Douglas Smith's Spirit Dance

"I didn't want them to dance. I didn't want them to even exist. But spirits have their own views on these matters, and are very persistent when they feel it's time for a performance. These ghosts went back fifteen years. The prompting for tonight's tango was much more recent."

A student protest against clear cutting of old growth forests in Northern Ontario ends in tragedy and leads to an escalating series of events involving family secrets, a covert government agency and a powerful and ancient race of shape shifters in Douglas Smith's Spirit Dance.

Gwyn Blaidd is a man who has fought and won, loved and lost, and generally had enough of civilization and all of the complications it brings. So he's retreated to a hidden dwelling in Ontario's far north to live alone with the land. When a new trouble threatens his friends, however, Gwyn is forced to come out of seclusion to battle an old enemy he thought he had cowed into submission long ago. Gwyn's quest takes him back to familiar territory where he must face ghosts from his past as he fights in the present to save the future of his people.

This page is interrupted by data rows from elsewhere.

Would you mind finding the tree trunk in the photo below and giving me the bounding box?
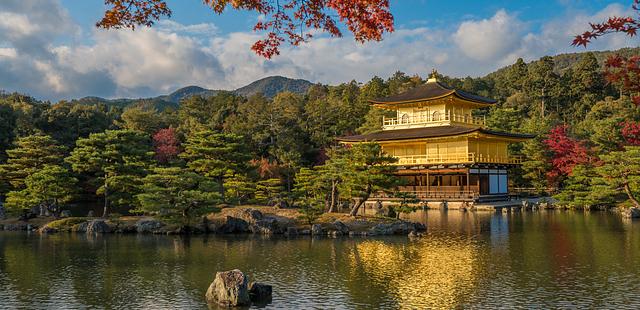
[218,176,226,202]
[624,183,640,208]
[349,186,371,216]
[328,181,338,213]
[102,176,109,218]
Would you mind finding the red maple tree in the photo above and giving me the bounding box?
[573,0,640,105]
[96,0,393,58]
[153,127,180,163]
[620,121,640,146]
[543,125,592,179]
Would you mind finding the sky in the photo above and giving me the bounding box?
[0,0,639,101]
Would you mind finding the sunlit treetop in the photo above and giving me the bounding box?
[96,0,393,58]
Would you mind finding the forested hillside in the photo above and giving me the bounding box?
[0,47,640,218]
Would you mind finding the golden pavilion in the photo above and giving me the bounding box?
[339,71,533,201]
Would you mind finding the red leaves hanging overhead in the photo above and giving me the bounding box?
[573,0,640,105]
[96,0,393,58]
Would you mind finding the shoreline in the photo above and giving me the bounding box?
[0,206,426,237]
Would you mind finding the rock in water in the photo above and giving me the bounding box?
[86,220,111,234]
[621,207,640,219]
[205,269,251,307]
[333,220,349,234]
[311,224,322,236]
[249,282,273,305]
[0,201,7,220]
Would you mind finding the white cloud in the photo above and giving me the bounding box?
[453,10,524,61]
[0,0,630,99]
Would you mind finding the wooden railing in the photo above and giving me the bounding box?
[382,111,485,129]
[395,153,522,165]
[371,189,480,200]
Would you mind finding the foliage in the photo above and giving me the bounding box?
[6,165,78,216]
[573,0,640,105]
[180,130,250,200]
[329,142,399,216]
[66,130,153,217]
[152,127,180,164]
[255,179,285,206]
[393,192,420,218]
[544,125,591,178]
[136,167,221,225]
[96,0,393,58]
[596,146,640,208]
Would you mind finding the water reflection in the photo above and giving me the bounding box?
[0,210,640,309]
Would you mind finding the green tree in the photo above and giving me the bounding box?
[596,146,640,208]
[255,178,285,206]
[180,130,250,201]
[118,106,168,135]
[329,142,399,216]
[0,134,65,190]
[6,165,78,217]
[66,130,153,217]
[293,168,326,225]
[393,192,420,218]
[136,167,221,226]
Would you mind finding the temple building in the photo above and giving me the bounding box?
[339,72,533,201]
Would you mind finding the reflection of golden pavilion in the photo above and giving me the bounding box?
[351,236,482,309]
[340,71,532,201]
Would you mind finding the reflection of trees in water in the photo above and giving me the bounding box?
[351,236,484,308]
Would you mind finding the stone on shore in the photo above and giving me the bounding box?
[311,224,322,236]
[333,220,349,235]
[620,207,640,219]
[205,269,251,307]
[86,219,111,234]
[136,219,163,233]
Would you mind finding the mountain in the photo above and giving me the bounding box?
[234,76,313,98]
[73,76,313,110]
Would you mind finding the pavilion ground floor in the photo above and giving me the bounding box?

Spirit Dance is a story which works on both intimate and epic levels. Gwyn is called in to do battle for his people -- and Spirit Dance includes a great, high adrenaline battle between armed humans, shape-shifters and forest animals -- but Gwyn is also very much fighting for his own soul. Douglas Smith's Herok'a are expertly realized and an interesting take on the shape-shifter mythos, and each individual character within the story is just as carefully and finely crafted. Relationships are complex and many-layered, as Doug is able to weave a rich back-story into the lives of his characters within the tight space of the short story, providing rich details which bring his characters and their interactions to life.

Love, sex, action, intrigue, humour, the complexities of life, tragedy of death, and wonder of rebirth are all packed into Spirit Dance.